The sheep is also heated by thermal radiation emitted from sky (\(R_a\)) and ground (\(R_g\)). As Priestley (1957) pointed out, development of a correct model for long-wave radiation absorbed by the sheep is a difficult problem. The major complication arises from sky radiation, which is imperfectly understood. Both Priestley (1957) and Bartlett and Gates (1967) rely on an empirical formula due to Brunt (1939) to calculate sky thermal radiation. Brunt’s formula is \(R_a = 1.04 B\) where \(B = (0.44 + 0.08\sqrt e)\sigma T_a^4\). In this expression, \(e\) is the vapor pressure of the atmosphere (millibars), \(\sigma\) is Stefan’s constant (\(5.67\times 10^{-8} W m^{-2} K^{-4}\)) and \(T_a\) is the air temperature (K). Then the sky component of the long-wave radiation absorbed by the sheep is \(a_4A_4R_a = 1.04 BA_4\), in which \(A_4 = \pi dL/2\). To calculate \(B\), we take \(e = 10 mb\), and \(T_a = 10^\circ C = 283 K\). Then \(B = (0.69)(5.67\times10^{-8})(283^4) = 251 W m^{-2}\) and the component due to atmospheric long-wave radiation is \(205 W\).
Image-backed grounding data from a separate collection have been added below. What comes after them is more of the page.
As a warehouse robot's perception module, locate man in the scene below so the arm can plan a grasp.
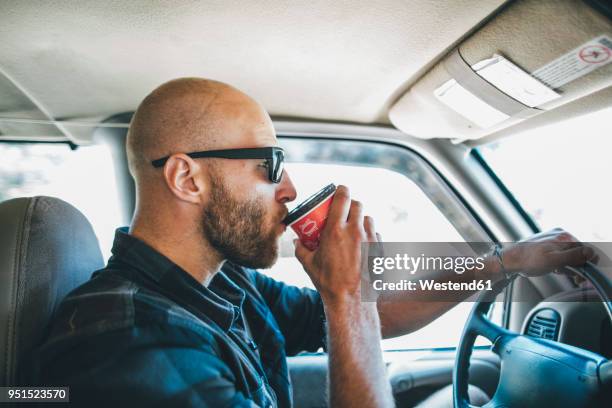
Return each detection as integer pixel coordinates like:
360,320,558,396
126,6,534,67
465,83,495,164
38,78,589,407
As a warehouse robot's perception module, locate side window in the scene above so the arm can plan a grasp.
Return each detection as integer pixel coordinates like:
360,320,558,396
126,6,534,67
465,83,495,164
263,138,488,349
0,142,121,258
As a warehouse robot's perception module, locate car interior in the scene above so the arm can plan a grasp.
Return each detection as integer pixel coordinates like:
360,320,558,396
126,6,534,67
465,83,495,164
0,0,612,407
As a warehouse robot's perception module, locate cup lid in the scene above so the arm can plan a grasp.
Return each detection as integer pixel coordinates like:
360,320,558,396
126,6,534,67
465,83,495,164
283,183,336,225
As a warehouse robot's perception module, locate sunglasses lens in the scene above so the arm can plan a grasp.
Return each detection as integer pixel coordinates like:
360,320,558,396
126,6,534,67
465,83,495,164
272,151,285,183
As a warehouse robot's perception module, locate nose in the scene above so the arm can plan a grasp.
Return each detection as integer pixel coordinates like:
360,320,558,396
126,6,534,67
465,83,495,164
276,170,297,204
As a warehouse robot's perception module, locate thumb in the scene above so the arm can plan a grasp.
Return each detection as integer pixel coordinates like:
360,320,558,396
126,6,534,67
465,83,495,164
293,239,312,265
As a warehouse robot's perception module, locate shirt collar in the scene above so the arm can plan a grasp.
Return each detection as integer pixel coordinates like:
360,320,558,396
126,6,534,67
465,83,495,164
109,227,245,331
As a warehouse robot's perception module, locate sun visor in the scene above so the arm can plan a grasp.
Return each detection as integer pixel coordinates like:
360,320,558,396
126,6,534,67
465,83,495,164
389,0,612,140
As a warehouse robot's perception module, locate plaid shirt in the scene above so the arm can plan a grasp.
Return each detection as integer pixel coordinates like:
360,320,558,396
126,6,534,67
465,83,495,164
33,228,325,407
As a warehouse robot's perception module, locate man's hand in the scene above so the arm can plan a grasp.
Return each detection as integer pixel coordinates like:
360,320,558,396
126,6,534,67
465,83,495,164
295,186,376,304
502,228,596,276
295,186,393,408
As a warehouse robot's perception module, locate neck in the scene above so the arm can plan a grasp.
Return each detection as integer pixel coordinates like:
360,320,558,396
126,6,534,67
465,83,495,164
129,213,225,286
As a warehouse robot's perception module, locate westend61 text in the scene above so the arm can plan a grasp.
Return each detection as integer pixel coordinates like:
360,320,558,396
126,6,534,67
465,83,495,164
372,279,493,291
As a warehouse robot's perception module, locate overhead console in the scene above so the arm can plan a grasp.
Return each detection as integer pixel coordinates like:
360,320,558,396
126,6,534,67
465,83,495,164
389,0,612,141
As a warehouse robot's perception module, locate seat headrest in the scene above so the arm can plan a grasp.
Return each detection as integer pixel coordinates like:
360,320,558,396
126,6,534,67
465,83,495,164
0,197,103,386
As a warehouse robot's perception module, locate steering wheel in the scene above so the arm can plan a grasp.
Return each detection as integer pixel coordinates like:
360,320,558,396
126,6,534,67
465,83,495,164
453,263,612,408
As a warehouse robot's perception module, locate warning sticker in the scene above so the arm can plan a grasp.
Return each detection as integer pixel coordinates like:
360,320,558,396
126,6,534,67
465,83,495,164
531,35,612,88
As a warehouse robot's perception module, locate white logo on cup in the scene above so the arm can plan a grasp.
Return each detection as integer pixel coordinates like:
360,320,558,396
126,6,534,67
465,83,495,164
300,220,318,237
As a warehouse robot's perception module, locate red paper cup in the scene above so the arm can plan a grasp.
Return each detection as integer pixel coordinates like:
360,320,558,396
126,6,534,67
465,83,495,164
283,184,336,251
Long-wave radiation from the ground absorbed by the sheep is given by \(a_5A_5R_g = A_5\sigma T_g^4\) , where \(T_g\) is the ground temperature (K). Here \(A_5\) is again one-half the surface area of the cylinder. For our calculation, we will follow Priestley (1957) and make the convenient assumption that \(T_g = T_h\), the average temperature of the tips of the sheep’s hair. Since the energy **loss** from the upper and lower parts of the sheep’s body due to emitted long-wave radiation is \((\pi dL)(\sigma T_h^4)\), the **net energy gain** due to long-wave radiation is
\[1.04BA_4+A_5\sigma T_g^4-2A_5\sigma T_h^4=(\pi dL/2)(1.04B-\sigma T_h^4)\]
Although we have not yet shown how \(T_h\) is to be calculated, if we assume again that \(T_h=10^\circ C=283K\), then we calculate the net gain as
\[(\pi\cdot0.5\cdot1.0/2)(1.04\cdot251-5.67\times10^{-8}\cdot283^4)=-81W\]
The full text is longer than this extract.